15 Nov 2019 22:21
A história da divisão da Alemanha pelo Muro de Berlim está inscrita na história mais geral do cinema do século XX através de alguns títulos admiráveis, desde “O Espião que Saiu do Frio”, uma produção de 1965 assinada por Martin Ritt, adaptando o romance de John le Carré, passando pelo brilhante e muito esquecido “Cortina Rasgada”, realizado por Alfred Hitchcock em 1966, até, claro, o emblemático “As Asas do Desejo” que Wim Wenders dirigiu em 1987, dois anos antes da Queda do Muro. Até que, num filme de 2003 com um título sugestivo — “Adeus, Lenine!” —, descobrimos o drama de Alexander Kerner…

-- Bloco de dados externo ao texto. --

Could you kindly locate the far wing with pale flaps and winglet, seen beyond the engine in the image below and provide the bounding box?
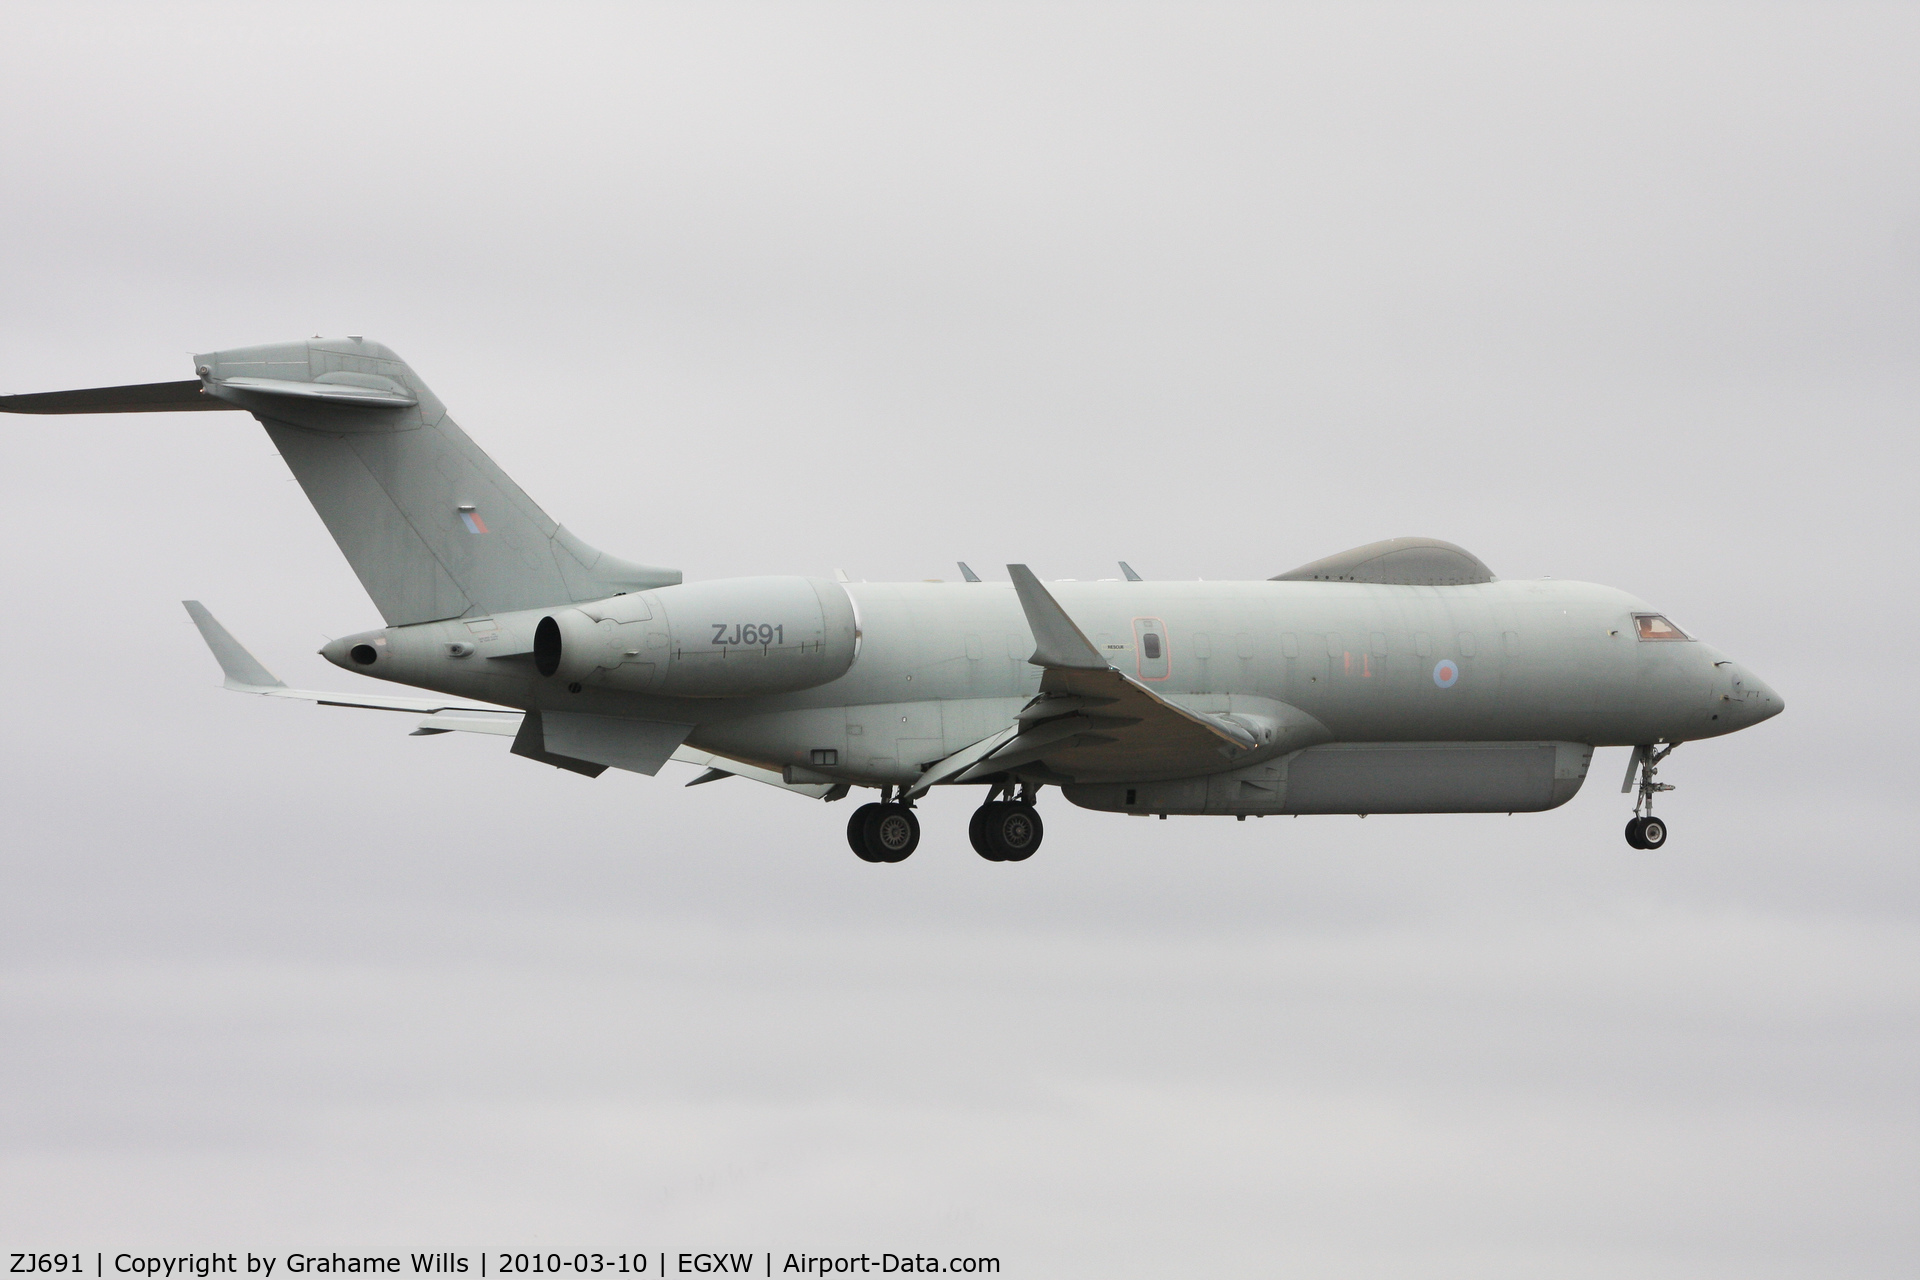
[191,601,847,800]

Alexander Kerner tem, de facto, um problema: nasceu e cresceu na Alemanha de Leste até que, em 1989, faz agora trinta anos, o Muro de Berlim caíu… Enfim, o problema não é esse. Acontece que a sua mãe, ferverosa militante do sistema comunista, sofreu uma comoção tão grande quando surgiram os primeiros sinais de agitação social que entrou em coma — de tal modo que, quando desperta, os médicos avisam para o perigo que pode representar qualquer choque emocional. Dito de outro modo: o filho gostaria de estar a comemorar a união das duas Alemanhas, mas, por amor da mãe, faz tudo para que ele não descubra que já não há Muro…
Realizado pelo alemão Wolfgang Becker, “Adeus, Lenine!” é um drama intimista sempre contaminado por um delicioso humor. A música de Yann Tiersen possui a capacidade de sublinhar esse contraste, ao mesmo tempo celebrando a sua dimensão humana.
Dir-se-ia que “Adeus, Lenine!” é um complemento simbólico de “As Asas do Desejo” — em “Adeus, Lenine!”, graças às ambivalências da comédia, o humor abraça as grandes transformações da história colectiva; em “As Asas do Desejo”, eram os anjos, que conseguiam vencer a barreira física e simbólica do Muro. Num certo sentido, as músicas escolhidas por Wim Wenders para o seu filme pressentiam algo da energia dos tempos futuros — o som de Die Haut, uma banda alemã nascida na ressaca do punk, poderá ser um esclarecedor exemplo.